Almanya’da ırkçılığın en alt düzeylere indirilmesi için, Alman ve yabancı çocuklar ile gençlerin bir arada özendirilmesini öngören, örnek spor, kültür ve eğitim tesisleri oluşturulmalıdır.
Polisin davranış biçimleri, meslek etiği ilkelerine dayanmalıdır.

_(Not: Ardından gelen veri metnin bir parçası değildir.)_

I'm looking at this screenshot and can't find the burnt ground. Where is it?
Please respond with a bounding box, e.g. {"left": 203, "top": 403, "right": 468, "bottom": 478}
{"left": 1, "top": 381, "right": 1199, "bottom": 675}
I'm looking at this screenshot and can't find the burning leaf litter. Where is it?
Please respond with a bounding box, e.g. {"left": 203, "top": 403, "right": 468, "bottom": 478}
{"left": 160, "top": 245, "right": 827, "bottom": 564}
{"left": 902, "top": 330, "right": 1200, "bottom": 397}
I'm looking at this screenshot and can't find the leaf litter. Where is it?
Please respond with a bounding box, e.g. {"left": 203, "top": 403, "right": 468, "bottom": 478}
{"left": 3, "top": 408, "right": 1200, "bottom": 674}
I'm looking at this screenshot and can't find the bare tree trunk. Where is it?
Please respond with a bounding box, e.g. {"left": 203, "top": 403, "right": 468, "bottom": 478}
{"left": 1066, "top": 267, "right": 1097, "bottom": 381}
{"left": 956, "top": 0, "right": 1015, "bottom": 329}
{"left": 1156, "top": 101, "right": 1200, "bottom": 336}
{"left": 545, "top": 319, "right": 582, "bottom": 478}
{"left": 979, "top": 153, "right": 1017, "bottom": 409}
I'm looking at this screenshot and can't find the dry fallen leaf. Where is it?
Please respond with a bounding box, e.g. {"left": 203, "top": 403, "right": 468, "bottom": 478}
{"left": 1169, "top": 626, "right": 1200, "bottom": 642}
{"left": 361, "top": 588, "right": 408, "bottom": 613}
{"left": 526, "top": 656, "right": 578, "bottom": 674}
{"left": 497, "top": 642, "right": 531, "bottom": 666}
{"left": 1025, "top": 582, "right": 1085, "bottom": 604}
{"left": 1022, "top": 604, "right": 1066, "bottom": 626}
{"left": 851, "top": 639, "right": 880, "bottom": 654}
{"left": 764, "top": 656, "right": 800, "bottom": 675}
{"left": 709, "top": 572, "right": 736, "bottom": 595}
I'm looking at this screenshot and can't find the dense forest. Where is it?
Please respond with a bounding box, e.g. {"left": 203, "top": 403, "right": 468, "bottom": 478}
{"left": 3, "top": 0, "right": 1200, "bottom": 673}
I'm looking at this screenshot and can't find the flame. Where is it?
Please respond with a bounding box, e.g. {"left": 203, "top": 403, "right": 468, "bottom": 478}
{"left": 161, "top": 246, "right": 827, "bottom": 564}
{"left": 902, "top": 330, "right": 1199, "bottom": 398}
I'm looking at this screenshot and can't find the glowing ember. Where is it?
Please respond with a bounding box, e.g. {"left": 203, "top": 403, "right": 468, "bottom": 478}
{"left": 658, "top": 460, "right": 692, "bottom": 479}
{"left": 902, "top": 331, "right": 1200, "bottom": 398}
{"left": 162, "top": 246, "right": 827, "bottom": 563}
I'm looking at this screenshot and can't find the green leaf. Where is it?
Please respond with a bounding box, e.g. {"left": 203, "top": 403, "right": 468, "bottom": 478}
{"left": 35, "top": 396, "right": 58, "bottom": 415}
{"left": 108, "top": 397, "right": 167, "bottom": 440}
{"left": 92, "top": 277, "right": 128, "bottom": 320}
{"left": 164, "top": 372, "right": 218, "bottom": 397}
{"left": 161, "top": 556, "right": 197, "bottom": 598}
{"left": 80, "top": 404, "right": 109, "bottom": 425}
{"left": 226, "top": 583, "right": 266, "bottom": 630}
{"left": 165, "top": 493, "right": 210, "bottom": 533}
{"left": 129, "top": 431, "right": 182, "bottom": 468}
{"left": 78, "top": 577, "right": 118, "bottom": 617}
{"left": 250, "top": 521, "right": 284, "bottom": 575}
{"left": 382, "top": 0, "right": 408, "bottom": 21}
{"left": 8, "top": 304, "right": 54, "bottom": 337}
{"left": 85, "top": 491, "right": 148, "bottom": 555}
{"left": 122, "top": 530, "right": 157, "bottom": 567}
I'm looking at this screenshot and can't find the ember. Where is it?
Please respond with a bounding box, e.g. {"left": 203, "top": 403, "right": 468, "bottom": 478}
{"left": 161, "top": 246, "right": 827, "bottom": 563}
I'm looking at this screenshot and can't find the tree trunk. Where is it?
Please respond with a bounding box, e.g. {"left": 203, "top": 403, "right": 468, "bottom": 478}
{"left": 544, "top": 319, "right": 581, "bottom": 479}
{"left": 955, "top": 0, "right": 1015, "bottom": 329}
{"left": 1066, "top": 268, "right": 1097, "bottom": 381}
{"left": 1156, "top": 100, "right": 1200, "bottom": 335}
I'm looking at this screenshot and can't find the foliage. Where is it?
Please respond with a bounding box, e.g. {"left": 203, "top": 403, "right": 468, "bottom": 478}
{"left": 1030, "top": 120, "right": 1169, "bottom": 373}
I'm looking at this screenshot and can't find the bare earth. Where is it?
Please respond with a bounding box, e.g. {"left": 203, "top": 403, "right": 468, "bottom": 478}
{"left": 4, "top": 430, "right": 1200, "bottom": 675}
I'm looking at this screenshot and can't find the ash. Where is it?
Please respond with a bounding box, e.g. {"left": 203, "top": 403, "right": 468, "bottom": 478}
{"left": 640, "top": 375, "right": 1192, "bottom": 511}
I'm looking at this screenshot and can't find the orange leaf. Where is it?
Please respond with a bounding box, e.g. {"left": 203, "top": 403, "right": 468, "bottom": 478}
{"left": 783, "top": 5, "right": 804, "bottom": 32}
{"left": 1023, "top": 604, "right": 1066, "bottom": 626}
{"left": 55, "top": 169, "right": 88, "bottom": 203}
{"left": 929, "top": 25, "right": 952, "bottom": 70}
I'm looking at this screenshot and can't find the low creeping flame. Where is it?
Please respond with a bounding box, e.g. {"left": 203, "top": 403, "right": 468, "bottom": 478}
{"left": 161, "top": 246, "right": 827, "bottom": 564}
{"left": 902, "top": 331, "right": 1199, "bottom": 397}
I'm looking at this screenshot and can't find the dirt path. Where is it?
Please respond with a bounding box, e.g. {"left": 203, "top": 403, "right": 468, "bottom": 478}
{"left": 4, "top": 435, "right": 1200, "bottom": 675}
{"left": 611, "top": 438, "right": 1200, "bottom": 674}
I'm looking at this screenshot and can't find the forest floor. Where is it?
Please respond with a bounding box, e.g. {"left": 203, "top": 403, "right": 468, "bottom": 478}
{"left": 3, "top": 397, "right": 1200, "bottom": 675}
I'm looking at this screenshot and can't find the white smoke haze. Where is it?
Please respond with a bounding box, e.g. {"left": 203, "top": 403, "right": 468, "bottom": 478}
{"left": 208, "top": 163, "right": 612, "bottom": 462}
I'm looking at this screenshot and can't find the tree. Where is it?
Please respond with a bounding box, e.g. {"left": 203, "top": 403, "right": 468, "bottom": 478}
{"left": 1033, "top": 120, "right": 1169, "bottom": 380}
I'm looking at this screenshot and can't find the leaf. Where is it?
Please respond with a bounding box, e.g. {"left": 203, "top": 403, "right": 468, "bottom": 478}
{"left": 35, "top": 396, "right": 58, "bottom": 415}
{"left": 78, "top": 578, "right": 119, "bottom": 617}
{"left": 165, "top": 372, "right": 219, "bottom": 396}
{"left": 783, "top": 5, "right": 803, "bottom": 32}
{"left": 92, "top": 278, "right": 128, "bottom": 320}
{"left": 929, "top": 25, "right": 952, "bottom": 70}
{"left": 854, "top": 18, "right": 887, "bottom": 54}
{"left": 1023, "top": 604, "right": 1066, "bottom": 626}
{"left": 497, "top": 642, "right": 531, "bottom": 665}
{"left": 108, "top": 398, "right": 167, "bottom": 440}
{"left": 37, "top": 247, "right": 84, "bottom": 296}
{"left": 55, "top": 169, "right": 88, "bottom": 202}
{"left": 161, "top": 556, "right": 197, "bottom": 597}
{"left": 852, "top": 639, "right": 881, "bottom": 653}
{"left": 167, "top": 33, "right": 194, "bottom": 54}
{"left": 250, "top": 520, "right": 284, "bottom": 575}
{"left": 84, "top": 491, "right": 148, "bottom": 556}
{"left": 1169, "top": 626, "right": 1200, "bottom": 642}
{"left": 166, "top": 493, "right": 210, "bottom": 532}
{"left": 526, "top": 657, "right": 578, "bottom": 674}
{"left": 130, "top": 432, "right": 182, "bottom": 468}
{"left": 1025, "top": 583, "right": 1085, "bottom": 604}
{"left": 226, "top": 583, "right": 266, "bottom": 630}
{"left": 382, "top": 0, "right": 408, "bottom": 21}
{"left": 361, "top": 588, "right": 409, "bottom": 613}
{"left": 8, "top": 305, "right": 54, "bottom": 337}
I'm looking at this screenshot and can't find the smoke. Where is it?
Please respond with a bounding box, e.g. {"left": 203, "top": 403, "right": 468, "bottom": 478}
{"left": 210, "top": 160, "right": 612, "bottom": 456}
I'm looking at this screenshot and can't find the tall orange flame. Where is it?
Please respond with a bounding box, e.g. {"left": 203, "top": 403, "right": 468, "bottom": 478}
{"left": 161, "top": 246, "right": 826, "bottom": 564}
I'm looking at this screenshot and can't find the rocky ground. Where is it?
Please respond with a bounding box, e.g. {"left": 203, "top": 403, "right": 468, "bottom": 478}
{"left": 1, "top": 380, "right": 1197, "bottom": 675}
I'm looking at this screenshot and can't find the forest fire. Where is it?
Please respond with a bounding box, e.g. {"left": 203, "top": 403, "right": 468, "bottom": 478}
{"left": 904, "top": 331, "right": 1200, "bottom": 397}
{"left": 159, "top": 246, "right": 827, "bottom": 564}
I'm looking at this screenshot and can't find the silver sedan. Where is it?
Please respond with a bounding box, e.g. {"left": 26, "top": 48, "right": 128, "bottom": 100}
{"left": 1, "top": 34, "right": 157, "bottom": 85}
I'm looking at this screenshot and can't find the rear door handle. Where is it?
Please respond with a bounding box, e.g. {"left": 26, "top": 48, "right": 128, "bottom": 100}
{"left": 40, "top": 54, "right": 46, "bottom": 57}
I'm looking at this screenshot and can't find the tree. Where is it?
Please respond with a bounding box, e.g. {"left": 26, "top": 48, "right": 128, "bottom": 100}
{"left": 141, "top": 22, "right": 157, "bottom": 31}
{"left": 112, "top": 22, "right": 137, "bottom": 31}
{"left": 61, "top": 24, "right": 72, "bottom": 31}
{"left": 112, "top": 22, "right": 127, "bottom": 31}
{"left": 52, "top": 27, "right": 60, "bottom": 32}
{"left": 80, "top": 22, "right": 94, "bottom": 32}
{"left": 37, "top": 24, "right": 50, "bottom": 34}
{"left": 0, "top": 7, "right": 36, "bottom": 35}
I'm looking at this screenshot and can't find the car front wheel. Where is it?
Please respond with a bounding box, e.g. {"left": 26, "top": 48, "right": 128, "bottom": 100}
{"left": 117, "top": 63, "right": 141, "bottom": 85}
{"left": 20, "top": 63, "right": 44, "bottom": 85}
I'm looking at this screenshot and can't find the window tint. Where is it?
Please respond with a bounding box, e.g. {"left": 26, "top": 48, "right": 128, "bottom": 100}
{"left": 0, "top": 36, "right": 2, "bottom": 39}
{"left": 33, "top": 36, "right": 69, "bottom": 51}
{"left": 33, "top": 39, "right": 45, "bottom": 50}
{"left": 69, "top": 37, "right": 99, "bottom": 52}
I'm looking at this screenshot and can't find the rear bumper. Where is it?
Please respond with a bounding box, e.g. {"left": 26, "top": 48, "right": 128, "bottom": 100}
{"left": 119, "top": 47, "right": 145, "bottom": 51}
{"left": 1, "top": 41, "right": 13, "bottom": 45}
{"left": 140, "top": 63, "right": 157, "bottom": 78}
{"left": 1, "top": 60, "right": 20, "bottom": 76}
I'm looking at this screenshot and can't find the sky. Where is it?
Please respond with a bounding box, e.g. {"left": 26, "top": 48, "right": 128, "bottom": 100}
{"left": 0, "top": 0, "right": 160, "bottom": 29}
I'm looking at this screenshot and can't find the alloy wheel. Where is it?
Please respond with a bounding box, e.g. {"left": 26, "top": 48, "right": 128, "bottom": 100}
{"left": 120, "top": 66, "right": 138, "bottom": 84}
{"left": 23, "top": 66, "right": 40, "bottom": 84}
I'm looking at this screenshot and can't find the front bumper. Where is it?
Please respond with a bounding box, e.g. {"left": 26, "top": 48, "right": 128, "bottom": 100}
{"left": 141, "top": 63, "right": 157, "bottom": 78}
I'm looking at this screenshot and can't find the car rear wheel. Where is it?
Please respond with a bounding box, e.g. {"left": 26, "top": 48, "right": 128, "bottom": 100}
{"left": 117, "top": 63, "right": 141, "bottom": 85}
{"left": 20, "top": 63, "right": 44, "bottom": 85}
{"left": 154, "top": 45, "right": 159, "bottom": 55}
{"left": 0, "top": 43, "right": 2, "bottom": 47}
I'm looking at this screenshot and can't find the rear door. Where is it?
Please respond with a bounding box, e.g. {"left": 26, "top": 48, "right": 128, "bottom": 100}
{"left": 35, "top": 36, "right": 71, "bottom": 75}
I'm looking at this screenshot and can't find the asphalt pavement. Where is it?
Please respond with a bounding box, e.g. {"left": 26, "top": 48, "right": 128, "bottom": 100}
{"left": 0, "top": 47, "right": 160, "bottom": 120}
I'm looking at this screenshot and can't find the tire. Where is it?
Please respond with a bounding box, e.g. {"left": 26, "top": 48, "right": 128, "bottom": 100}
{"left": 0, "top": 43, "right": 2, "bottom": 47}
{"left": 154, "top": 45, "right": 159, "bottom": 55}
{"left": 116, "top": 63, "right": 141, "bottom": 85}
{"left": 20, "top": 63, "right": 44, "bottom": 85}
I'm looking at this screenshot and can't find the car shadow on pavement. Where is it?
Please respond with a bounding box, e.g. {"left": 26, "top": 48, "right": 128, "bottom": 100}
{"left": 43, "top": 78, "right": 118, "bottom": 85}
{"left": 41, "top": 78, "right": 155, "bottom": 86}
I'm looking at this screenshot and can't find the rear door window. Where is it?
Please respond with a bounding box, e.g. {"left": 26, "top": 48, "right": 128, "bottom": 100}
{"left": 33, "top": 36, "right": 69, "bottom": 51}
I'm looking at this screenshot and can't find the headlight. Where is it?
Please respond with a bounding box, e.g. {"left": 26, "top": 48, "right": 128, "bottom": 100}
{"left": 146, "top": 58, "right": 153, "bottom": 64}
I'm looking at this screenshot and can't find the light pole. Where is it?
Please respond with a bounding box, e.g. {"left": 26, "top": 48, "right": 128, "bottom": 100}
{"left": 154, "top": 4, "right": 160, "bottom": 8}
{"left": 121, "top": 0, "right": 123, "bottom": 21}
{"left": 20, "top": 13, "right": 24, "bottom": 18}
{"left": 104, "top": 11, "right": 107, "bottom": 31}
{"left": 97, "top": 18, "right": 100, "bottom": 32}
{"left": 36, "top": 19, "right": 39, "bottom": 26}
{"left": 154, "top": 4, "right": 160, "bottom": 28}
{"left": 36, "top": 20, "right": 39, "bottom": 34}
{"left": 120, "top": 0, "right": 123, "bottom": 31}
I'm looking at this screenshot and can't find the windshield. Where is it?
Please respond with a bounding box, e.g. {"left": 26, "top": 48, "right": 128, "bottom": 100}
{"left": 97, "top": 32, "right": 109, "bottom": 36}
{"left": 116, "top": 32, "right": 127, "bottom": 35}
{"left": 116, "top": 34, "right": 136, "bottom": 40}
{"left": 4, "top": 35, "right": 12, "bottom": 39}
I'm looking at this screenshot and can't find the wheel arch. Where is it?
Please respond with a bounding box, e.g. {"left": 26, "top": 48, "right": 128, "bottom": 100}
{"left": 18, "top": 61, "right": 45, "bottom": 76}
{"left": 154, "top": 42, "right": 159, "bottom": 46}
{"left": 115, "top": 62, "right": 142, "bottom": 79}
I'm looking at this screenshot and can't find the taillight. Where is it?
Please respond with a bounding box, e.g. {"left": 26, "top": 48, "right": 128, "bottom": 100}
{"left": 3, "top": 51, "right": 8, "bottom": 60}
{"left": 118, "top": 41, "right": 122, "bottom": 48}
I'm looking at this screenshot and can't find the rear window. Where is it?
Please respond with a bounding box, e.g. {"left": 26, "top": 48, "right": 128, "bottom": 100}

Polis, yurttaşlara davranışlarında, ırk, felsefi inanç, din veya sosyal durumlarına göre ayrım yapmadan, eşit ve tarafsız biçimde davranmalıdır.
Almanya’da belediyelerin ayrı bir zabıta örgütü olmadığı için, zabıtanın kontrol görevleri (İşyerleri, imalathaneler vb.) polis tarafından yerine getirilmektedir. Gıdaların kontrolu, biletsiz yolcuların kontrolu, işyerlerinin ve imalathanelerin kontrolu polisin asıl görevleri dışındaki görevlerdir. Polisiye olmayan bu görevler, belediyelere devredilmelidir. Almanya’da yurttaşın en küçük bir yakınmasında polisi ilgilendiren bir görev bulunmaktadır. Bu nedenle polis, toplum içerisinde çok baskın bir işleve ve güce sahiptir. Polisten belediye, sağlık vb. konularla ilgili görevlerin alınmasıyla, polis suçla savaşımla daha etkin bir duruma gelecektir.
11 Eylül 2001’de ABD’deki saldırılar istihbaratın ne kadar önemli olduğunu, güvenlik alanında tüm ülkelerin işbirliği içerisinde olamalarının gerekliliğini tüm dünyaya göstermiştir. Terörle ve örgütlü suçlarla savaşımda uluslararası işbirliği ve eşgüdüm sağlanması önemli bir yere sahiptir. Uluslararası işbirliğinin artması ile bir ülkede yerleşen terör örgütünün, başka bir ülkede sığınak bulması ve eylem yapması önlenecektir. Ortak hareket eden devletler, terör ve örgütlü suç sorununa karşı birbirlerine daha iyi koruma sağlayabilirler, istihbarat bilgilerini paylaşabilirler, yasalarını birbirlerine uyumlu biçime getirebilirler, ortak yaklaşım sergileyebilirler.
Terör ve örgütlü suçlarla savaşımda istihbarat ve bilgi almanın önemi ortaya çıkmaktadır. Ayrıca, Almanya, Avrupa ülkeleri arasında en çok göçmen ve sığınmacı alan ülkedir.Göçmen ve sığınmacıların güvenli yerleşimi ve bunlarla ilgili sorunların çözümlenmesi de gündemde bulunmaktadır. Bunların izlenmesi ve bilgi elde edilmesinde, polis istihbaratının olmaması nedeniyle zorluklarla karşılaşılmaktadır.
Almanya’da istihbarat ve haber alma birimleri birleştirilerek tek örgüt çatısı altında toplanmalıdır. Polis istihbarat sağlayan birimlerden birisi olmalıdır.